Every engine is a little different. So, the 13:1 might work for you, but you'd be doing a disservice to not try a little richer mix and another degree of timing just to see how the car likes it.

[luftvagon]

Taking that into account, and with field testing, and some log review:

[TouringBubble]

You could still smooth the table out a lot and probably get smoother transitions between cells.

for instance, you know your cruise is around 85%. With this map, if you go up a slight hill, the load increases to maintain that 55 mph and you end up closer to 90%. Your AFR plummets to that 13:1. You could smooth that transition with, say, 15 @ 85%, 14 @ 90%, 12.8 @ 95% and the current 12.2 @ 100%. that way as you roll on the throttle you have a consistent curve downward, not a quick jump from 15 to 12.5 like in the 2100/2600 areas.

The same is true across the rows to prevent drastic changes between RPM columns. You will likely see that shift from 15 to 13 under light acceleration between 3400 and 3800.

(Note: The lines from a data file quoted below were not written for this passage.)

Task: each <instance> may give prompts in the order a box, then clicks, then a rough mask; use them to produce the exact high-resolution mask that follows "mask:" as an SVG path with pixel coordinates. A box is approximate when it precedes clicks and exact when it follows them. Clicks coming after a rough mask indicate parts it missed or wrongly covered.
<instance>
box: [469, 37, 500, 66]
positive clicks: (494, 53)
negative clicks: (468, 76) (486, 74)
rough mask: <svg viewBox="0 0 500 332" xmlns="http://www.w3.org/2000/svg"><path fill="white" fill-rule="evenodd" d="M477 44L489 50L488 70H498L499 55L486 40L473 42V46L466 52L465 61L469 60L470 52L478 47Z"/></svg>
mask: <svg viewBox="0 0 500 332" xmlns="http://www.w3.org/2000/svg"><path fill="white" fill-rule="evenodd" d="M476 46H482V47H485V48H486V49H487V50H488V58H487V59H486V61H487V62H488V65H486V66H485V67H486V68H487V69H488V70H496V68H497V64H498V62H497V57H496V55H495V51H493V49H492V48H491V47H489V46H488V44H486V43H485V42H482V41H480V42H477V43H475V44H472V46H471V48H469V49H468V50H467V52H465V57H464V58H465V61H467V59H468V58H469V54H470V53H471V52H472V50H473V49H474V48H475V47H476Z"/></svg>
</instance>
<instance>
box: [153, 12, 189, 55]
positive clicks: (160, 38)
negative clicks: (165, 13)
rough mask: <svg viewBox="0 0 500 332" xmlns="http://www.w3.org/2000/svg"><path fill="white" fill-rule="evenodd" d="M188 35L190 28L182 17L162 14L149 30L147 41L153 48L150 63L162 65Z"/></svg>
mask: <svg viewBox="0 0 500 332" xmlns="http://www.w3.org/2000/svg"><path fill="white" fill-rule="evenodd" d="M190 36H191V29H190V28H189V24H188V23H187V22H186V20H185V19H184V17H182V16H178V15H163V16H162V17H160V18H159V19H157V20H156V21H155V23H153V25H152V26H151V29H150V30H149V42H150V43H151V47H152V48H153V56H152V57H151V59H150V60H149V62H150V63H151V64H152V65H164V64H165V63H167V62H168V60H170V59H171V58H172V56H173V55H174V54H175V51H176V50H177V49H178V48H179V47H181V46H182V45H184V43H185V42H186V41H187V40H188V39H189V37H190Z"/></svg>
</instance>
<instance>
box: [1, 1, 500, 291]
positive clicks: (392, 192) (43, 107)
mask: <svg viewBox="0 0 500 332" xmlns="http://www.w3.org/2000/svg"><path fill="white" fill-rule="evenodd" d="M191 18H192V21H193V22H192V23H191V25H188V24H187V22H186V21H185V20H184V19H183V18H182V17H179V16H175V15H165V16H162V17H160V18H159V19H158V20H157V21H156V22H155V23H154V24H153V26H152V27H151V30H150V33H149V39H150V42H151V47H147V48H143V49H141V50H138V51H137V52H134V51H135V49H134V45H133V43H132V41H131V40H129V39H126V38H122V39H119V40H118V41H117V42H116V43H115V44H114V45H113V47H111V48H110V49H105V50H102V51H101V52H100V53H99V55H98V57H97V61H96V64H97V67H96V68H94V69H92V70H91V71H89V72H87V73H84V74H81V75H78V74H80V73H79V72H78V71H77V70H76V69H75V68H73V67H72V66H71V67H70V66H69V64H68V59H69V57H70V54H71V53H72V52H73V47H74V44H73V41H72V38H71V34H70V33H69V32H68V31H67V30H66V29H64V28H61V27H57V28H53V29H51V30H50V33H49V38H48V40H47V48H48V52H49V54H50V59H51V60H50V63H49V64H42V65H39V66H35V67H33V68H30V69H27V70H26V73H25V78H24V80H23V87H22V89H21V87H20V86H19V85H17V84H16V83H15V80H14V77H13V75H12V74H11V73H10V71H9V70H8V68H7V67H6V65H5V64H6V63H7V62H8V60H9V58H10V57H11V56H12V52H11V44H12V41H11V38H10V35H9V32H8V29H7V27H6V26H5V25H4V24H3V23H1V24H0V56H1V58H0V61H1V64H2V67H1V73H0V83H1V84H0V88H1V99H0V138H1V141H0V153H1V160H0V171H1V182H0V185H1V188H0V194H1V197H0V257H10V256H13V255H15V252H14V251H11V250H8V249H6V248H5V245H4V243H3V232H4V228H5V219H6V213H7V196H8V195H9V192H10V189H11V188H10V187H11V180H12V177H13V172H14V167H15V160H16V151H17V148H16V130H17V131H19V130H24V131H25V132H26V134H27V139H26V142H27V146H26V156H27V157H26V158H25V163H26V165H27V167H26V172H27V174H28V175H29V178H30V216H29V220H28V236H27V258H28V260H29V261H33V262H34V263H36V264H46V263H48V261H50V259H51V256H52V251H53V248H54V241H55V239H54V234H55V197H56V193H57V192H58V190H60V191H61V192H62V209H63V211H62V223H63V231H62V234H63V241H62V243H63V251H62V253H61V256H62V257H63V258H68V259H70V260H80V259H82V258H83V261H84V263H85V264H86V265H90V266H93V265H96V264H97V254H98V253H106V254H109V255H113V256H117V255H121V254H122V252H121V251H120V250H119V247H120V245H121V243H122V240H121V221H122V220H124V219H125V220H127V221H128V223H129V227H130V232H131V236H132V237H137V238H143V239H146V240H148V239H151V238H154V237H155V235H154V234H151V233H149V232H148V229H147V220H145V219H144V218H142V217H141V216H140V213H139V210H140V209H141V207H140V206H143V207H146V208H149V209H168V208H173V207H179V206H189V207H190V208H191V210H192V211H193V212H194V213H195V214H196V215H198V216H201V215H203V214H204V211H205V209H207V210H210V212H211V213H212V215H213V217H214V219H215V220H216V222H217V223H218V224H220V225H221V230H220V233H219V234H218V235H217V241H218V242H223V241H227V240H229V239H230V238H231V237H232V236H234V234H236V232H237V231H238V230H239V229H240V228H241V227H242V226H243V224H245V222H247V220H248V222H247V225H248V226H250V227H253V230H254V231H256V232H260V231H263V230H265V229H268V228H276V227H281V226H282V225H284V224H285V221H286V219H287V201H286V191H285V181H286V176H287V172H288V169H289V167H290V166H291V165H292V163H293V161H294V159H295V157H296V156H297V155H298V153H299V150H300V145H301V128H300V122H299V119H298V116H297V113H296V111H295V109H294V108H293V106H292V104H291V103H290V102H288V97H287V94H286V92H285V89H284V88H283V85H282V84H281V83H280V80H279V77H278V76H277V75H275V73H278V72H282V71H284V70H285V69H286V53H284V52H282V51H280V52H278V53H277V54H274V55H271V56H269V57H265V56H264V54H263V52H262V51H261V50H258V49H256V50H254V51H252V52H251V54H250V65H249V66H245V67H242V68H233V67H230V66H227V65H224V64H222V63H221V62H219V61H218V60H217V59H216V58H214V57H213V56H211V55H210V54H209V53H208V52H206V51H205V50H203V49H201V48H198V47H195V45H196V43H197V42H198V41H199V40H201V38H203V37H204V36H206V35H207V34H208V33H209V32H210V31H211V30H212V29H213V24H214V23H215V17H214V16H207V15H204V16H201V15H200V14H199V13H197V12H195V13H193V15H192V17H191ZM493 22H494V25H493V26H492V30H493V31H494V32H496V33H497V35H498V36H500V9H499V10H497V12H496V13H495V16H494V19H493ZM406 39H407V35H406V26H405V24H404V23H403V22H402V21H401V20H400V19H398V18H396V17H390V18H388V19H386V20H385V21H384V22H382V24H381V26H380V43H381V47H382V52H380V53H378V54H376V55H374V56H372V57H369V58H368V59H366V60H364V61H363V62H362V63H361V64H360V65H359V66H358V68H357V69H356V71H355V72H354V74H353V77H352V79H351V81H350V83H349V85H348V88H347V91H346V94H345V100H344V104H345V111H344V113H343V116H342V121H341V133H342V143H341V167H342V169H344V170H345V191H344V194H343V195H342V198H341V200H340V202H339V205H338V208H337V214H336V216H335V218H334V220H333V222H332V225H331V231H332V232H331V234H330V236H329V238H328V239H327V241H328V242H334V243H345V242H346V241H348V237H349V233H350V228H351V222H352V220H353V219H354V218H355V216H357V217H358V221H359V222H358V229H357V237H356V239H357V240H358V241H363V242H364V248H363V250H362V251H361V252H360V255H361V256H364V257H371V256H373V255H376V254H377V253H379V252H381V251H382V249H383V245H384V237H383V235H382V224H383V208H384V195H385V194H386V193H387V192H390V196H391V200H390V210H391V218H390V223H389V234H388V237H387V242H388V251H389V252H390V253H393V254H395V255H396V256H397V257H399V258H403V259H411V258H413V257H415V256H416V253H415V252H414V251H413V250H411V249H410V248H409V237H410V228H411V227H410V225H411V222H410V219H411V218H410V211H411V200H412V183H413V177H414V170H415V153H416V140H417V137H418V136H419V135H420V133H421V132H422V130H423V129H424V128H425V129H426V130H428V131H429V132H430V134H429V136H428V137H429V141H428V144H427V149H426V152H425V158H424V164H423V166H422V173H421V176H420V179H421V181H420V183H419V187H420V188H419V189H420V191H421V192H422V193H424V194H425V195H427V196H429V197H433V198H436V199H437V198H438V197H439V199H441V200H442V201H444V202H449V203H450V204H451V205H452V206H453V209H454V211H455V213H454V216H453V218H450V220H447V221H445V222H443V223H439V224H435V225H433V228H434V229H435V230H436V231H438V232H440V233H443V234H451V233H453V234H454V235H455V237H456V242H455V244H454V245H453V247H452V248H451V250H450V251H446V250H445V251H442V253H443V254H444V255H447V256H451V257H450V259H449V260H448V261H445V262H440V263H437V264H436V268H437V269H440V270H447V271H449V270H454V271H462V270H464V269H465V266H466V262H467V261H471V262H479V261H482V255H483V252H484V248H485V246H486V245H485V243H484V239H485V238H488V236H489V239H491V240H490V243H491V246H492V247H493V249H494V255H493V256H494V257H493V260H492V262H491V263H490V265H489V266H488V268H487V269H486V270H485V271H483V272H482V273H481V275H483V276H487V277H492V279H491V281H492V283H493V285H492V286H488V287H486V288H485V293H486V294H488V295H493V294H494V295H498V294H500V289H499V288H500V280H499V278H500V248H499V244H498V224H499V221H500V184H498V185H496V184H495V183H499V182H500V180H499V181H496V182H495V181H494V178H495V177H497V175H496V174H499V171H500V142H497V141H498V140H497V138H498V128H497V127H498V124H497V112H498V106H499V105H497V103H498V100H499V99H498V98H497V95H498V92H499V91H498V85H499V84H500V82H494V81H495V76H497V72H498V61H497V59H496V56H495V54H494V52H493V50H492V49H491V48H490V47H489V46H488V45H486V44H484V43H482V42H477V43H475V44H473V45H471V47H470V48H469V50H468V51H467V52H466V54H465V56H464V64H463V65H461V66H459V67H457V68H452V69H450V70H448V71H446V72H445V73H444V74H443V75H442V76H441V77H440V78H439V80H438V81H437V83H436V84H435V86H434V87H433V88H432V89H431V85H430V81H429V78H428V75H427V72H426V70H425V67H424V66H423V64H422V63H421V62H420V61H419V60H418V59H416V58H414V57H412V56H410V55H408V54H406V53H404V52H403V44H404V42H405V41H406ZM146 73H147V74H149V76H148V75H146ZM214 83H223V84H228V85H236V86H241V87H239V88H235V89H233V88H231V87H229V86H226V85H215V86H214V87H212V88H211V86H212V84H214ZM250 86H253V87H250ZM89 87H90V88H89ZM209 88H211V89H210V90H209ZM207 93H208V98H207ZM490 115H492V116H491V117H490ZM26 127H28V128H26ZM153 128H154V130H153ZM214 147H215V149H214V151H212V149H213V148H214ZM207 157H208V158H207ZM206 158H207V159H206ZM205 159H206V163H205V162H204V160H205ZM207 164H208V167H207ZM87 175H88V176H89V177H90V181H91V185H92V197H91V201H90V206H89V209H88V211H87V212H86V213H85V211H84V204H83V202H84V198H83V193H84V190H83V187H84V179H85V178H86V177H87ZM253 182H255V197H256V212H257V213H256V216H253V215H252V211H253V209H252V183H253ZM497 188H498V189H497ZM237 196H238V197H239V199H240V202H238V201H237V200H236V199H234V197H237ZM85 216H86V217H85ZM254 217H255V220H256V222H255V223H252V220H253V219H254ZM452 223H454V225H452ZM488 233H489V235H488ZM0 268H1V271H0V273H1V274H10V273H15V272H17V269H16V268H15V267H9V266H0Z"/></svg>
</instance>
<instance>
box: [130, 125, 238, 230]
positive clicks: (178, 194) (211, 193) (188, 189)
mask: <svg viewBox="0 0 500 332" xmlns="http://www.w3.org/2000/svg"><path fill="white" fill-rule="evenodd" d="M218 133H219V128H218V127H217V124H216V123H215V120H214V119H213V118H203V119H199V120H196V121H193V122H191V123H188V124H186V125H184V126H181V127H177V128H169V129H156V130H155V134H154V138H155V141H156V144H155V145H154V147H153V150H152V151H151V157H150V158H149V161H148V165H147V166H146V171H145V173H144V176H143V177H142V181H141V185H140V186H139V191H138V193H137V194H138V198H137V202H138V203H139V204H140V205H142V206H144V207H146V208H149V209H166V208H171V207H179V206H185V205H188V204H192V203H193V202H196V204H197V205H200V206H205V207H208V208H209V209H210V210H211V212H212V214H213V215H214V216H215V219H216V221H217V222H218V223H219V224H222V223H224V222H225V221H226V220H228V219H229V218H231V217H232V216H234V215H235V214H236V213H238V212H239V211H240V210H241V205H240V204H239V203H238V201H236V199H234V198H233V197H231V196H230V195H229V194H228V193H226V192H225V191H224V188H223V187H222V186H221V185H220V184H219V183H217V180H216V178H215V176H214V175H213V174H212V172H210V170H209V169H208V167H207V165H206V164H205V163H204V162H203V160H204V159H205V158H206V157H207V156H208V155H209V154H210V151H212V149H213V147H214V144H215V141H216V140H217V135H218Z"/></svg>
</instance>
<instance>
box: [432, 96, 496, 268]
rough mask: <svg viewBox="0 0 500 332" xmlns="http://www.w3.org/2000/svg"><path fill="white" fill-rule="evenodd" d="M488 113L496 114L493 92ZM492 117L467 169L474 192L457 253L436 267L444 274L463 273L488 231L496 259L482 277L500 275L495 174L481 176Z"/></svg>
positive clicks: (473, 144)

The general idea is to think in curves and not blocks. The 3D map should be as smooth as you can make it.

Also, if you are aiming for 12.2 at peak torque, you want to go a touch richer at higher RPM, not leaner like you have (12.. Also, as VE falls off at higher RPM the load decreases, likely dropping you to the 13.0 cells in the 90% and 95% areas after 4200. You should be able to run 12.5 to 4200 then fall off to maybe 12.3 in the 100% row, but you'd want to bring that 12.3 down to the 95% row at 4800 and 5400, and down to the 90% row at 5400 just to make sure you don't jump lean.

The VE of the engine, and therefore the cells hit in this map, follow the TQ curve. As tq rises, so do the load values ... as it falls, the same is true.

[Piledriver]

You should actually run a test to see what the lean limit of your engine is.

Mine will run at 22:1 >~3K RPM, and it is nothing special, other than the Pulstar iridium spark plugs I wanted to try out.
(They do actually seem to make some difference, and have held up very well)

You are also likely to discover that injection timing matters when running that lean.

My WBO2 setup could//can see single event misfires, verified multiple times, was able to pick up on code bugs and dwell issues on the LS2 coils reliably. I'm not sure about WBO2s other than a JAW 1.03 and the SLC-OEM, they are quite fast.
.
If your VE table is properly calibrated, and injector dead times/flows are ~correct you should be able to set 18 or 19:1 (or 12:1 for that matter) in the target table and the results will match.(assuming you aren't getting a lean misfire)

If the afr results do not ~perfectly match the target, +/- ~.2 AFR the dead time or flow settings need work.
(this is actually how to test the dead time etc)

If you AFR sensor upper limit is 20:1 you will only be able to set a max target of 20:1.

You will need significantly more timing at those very lean settings.

"Step" transitions are really not that noticeable under ~83 kpa in my experience. (again, assuming you have the timing also tweaked and no misfire) but MS does a lot of interpolation of the maps, I used closely spaced table rows/columns at the transitions to get a sharp change.